Novo Nordisk Aktie: Pipeline liefert vor Kapitalmarkttag

Novo Nordisk erhält eine CHMP-Empfehlung für Sogroya, meldet eine Orbis-Allianz und bringt mit Frehemgo ein Hämophilie-Mittel voran.

Die Kernpunkte:
  • CHMP befürwortet Sogroya für Kinder
  • EU-Entscheidung noch in diesem Jahr
  • Orbis-Allianz für Herz-Kreislauf-Therapien
  • Frehemgo erhält positive Zulassungsempfehlung

Kurz vor dem mit Spannung erwarteten Kapitalmarkttag am Montag in Kopenhagen zeigt Novo Nordisk, wie breit die eigene Forschungspipeline mittlerweile aufgestellt ist. Innerhalb weniger Tage meldete der Konzern eine neue Kooperation, eine positive EMA-Empfehlung für ein Hämophilie-Mittel und nun eine weitere CHMP-Empfehlung für das Wachstumshormon Sogroya.

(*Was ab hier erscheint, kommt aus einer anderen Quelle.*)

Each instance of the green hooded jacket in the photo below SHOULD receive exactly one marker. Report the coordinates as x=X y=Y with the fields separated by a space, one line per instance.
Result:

Sogroya vor neuer Zulassungserweiterung

Der Ausschuss für Humanarzneimittel der Europäischen Arzneimittel-Agentur hat sich für die Zulassung von Sogroya bei Kindern mit sogenannter idiopathischer Kleinwüchsigkeit ausgesprochen — einer Diagnose, die vergeben wird, wenn keine erkennbare medizinische Ursache für den Minderwuchs vorliegt und die weltweit bis zu drei Prozent der Kinder betrifft. Sollte die EU-Kommission zustimmen, wäre Sogroya die erste und einzige zugelassene Wachstumshormontherapie für diese Indikation in Europa.

Die Empfehlung stützt sich auf Daten der REAL8-Studie, in der die wöchentliche Injektion einer täglichen Standardbehandlung ebenbürtig war. Sogroya ist in der EU bereits für Wachstumshormonmangel bei Erwachsenen und Kindern zugelassen; die neue Empfehlung folgt einer früheren CHMP-Zustimmung für Kinder mit Small-for-Gestational-Age-Diagnose und Noonan-Syndrom aus dem Mai. Die finale Entscheidung der EU-Kommission über alle drei Indikationen wird noch in diesem Jahr erwartet.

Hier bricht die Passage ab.